By James Slater - 04/05/2020 - Comments

How great was heavyweight king Jim Jeffries? Born James Jackson Jeffries, “The Boilermaker” was an unbeaten heavyweight from 1895 to 1904. Heavyweight ruler from 1899 to 1904, Jeffries retired with a 19-0-2(16) ledger in the late summer of 1904, having beaten Bob Fitzsimmons (to take the title and then in a retention), James J. Corbett (also twice) and Tom Sharkey (twice) and Peter Jackson.

Jeffries retired having done it all, yet he was coerced, threatened even, to come back and take the prestigious title back from new ruler, the black and cocksure Jack Johnson. Jeffries, around six years past his best and having piled on a ton of weight, was no match for Johnson, being toyed with and then stopped in the 15th round on July 4th of 1910. His unbeaten record gone, Jeffries then retired for keeps.

But how more revered would Jim be today had he not be coerced, forced, to come back to fight Johnson? And another question – how would a fight between Jeffries and Johnson have gone had the two men both been fighting at their peak?

Another suitable question is: how on earth was a 180 pound John (Jack) Finnegan (to Jim’s strapping and solid 220) matched with the champ in Jeffries’ second title defence, in April of 1900? It was on this day 120 years ago, when Jeffries scored the fastest ever KO in a world heavyweight title fight (in lineal terms the record still stands today). Finnegan, no match for the champ, had lost his previous fight – to the tough Gus Ruhlin, who twice fought Jeffries – and he was known by two nicknames: “The Human Punching Bag,” and “The Pittsburgh Stogie.”
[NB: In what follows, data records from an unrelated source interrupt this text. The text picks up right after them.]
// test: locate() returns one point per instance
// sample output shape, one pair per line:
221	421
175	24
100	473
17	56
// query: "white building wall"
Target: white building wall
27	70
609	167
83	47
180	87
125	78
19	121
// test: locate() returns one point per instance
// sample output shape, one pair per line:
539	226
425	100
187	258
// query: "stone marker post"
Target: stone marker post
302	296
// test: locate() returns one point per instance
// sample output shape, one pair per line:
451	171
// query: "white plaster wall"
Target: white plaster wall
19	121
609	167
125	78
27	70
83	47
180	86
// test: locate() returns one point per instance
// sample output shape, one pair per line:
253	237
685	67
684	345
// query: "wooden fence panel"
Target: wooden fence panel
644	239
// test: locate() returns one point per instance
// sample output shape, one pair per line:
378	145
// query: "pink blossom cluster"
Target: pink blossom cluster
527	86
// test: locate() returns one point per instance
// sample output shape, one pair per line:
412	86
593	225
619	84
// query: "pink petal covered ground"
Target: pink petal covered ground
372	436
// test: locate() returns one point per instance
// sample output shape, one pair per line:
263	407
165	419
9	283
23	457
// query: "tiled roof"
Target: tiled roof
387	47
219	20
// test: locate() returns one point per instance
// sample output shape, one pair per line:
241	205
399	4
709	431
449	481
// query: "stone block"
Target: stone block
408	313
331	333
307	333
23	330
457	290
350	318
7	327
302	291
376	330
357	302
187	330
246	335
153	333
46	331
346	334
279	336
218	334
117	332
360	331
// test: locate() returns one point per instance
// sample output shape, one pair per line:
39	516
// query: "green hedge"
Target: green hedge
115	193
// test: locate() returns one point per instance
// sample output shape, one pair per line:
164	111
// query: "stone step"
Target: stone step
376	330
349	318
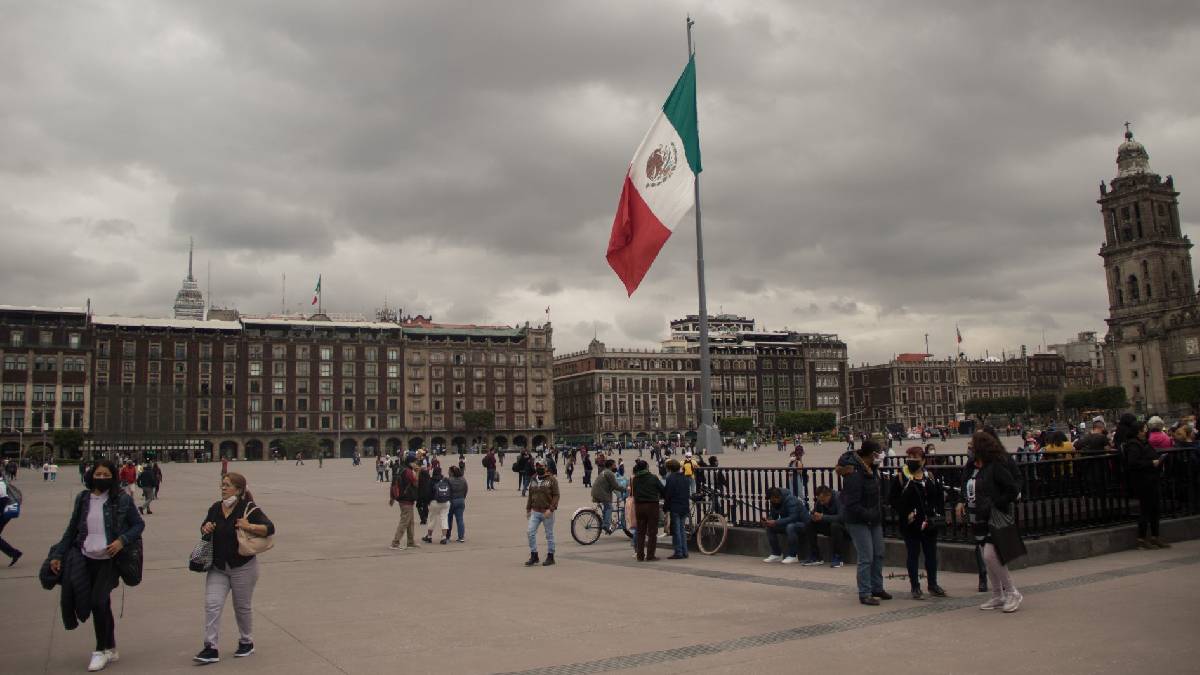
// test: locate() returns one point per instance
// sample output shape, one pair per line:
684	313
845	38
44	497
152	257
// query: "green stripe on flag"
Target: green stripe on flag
681	109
55 seconds after hearing the first bell, Finneghan, the same age as the champ at 25, was knocked out by Jeffries. A tune-up for Jeffries’ big fight with Corbett in May and nothing more, the Finnegan “challenge” was much maligned. Today it’s a mystery how the fight was ever allowed to take place. Finnegan, a popular brawler in his home town of Pittsburgh, perhaps holds the distinction of being the most inept and undeserving world heavyweight title challenger of all-time.

Sadly, after boxing just twice more after going out fast against Jeffries – boxing a draw and then winning his final bout by KO – Finnegan was dead two years later, at the age of just 27.

A most curious case in heavyweight championship history.